In our last article, we examined Centaur’s CNS architecture. Centaur had a long history as a third x86 CPU designer, and CNS was the last CPU architecture Centaur had in the works before they were bought by Intel. In this article, we’ll take a look at Centaur CHA’s physical implementation. CHA is Centaur’s name for their system-on-chip (SoC) that targets edge server inference workloads by integrating a variety of blocks. These include:
- Eight x86-compatible CNS cores running at up to 2.5 GHz
- NCore, a machine learning accelerator, also running at 2.5 GHz
- 16 MB of L3 cache
- Quad channel DDR4 controller
- 44 PCIe lanes, and IO links for dual socket support
We’re going to examine how CHA allocates die area to various functions. From there, we’ll discuss how Centaur’s design goals influenced their x86 core implementation.
Compared to Haswell-E
Centaur says CNS has similar IPC to Haswell, so we’ll start with that obvious comparison. CHA is fabricated on TSMC’s 16nm FinFET process node, with a 194 mm2 die size. Haswell-E was fabricated on Intel’s 22nm FinFET process node and the 8 core die is 355 mm2. So by server and high end desktop standards, the CHA die is incredibly compact.

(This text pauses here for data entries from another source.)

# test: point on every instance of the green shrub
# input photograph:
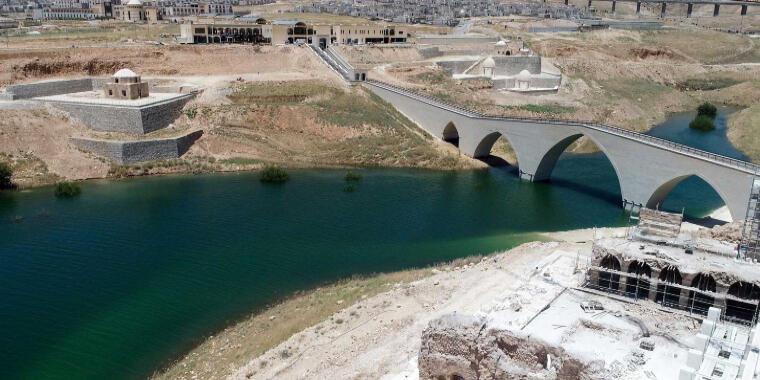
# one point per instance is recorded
(274, 174)
(702, 123)
(5, 176)
(351, 176)
(707, 109)
(67, 189)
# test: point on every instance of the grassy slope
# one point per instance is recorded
(249, 338)
(744, 131)
(283, 122)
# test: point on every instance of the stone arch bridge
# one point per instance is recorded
(648, 168)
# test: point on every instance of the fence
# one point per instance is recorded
(639, 137)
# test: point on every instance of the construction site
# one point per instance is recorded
(513, 87)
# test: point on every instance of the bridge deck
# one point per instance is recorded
(729, 162)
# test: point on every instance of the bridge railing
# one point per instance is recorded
(670, 145)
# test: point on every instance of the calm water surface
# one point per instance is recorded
(121, 280)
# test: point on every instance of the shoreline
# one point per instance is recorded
(238, 171)
(278, 322)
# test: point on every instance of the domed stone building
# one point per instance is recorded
(125, 84)
(134, 11)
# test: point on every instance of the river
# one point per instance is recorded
(123, 279)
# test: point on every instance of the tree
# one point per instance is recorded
(67, 189)
(707, 109)
(274, 174)
(5, 176)
(702, 123)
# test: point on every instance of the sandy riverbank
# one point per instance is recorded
(370, 327)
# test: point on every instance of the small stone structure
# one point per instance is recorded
(510, 66)
(463, 347)
(126, 84)
(129, 152)
(134, 11)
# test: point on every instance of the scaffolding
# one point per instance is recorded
(750, 245)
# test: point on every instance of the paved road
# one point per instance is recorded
(462, 28)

CHA ends up being just slightly larger than half of Haswell-E, even though both chips are broadly comparable in terms of core count and IO capabilities. Both chips have eight cores fed by a quad channel DDR4 controller, and support dual socket configurations. Differences from the CPU and IO side are minor. CHA has slightly more PCIe lanes, with 44 compared to Haswell-E’s 40. And Haswell has 20 MB of L3 cache, compared to 16 MB on CHA.

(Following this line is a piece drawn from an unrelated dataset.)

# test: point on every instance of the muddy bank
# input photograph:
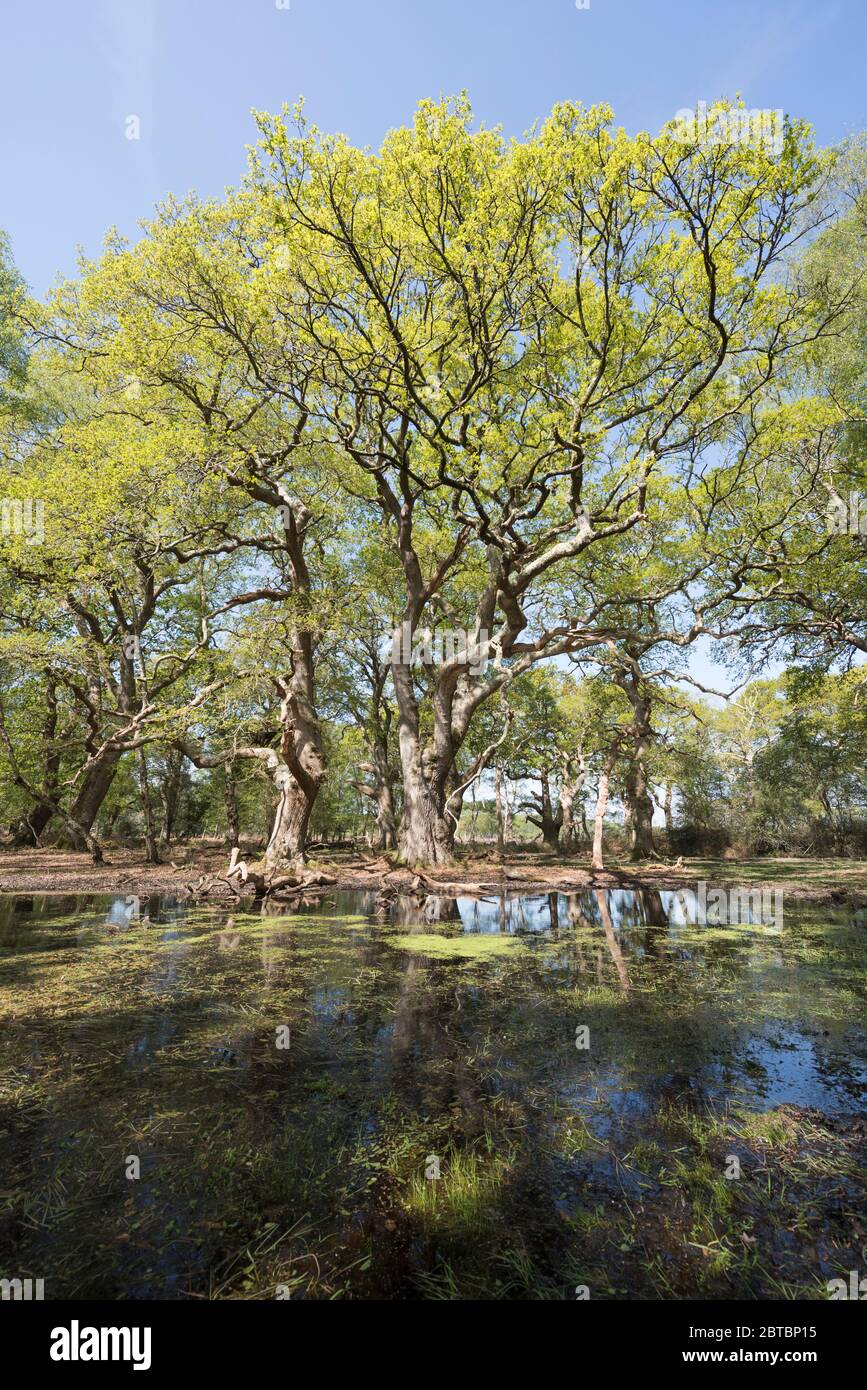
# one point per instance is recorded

Now, let’s break down die area distribution a bit. The Haswell cores themselves occupy just under a third of the die. Add the L3 slices and ring stops, and we’ve accounted for about 50% of die area. The rest of the chip is used to implement IO.
CHA also has eight cores and similar amounts of IO. Like with Haswell-E, IO takes up about half the die. But the eight CNS cores and their L3 cache occupy a third of the die, compared to half on Haswell-E. That leaves enough die area to fit Centaur’s NCore. This machine learning accelerator takes about as much area as the eight CNS cores, so it was definitely a high priority for CHA’s design.

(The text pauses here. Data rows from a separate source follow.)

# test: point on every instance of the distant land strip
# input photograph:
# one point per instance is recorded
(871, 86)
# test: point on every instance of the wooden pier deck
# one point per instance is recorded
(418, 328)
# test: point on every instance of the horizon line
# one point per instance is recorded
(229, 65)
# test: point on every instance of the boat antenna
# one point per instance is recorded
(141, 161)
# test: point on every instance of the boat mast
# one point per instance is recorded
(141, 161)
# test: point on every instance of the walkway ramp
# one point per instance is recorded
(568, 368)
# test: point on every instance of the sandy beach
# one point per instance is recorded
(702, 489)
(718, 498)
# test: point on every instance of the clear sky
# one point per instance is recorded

Centaur and Intel clearly have different goals. Haswell-E serves as a high end desktop chip, where it runs well above 3 GHz to achieve higher CPU performance. That higher performance especially applies in applications that don’t have lots of parallelism. To make that happen, Intel dedicates a much larger percentage of Haswell-E’s die area towards CPU performance. Haswell cores use that area to implement large, high clocking circuits. They’re therefore much larger, even after a process node shrink to Intel’s 14nm process (in the form of Broadwell).
In contrast, Centaur aims to make their cores as small as possible. That maximizes compute density on a small die, and makes room for NCore. Unlike Intel, CNS doesn’t try to cover a wide range of bases. Centaur is only targeting edge servers. In those environments, high core counts and limited power budget usually force CPUs to run at conservative clock speeds anyway. It’s no surprise that clock speed takes a back to seat to high density.
The result is that CNS achieves roughly Haswell-like IPC in a much smaller core, albeit one that can’t scale to higher performance targets. We couldn’t get a Haswell based i7-4770 to perfectly hit 2.2 GHz, but you get the idea:
7-Zip has a lot of branches, and a lot of them seem to give branch predictors a hard time. In our previous article, we noted that Haswell’s branch predictor could track longer history lengths, and was faster with a lot of branches in play. That’s likely responsible for Haswell’s advantage in 7-Zip. Unfortunately, we don’t have documented performance counters for CNS, and can’t validate that hypothesis.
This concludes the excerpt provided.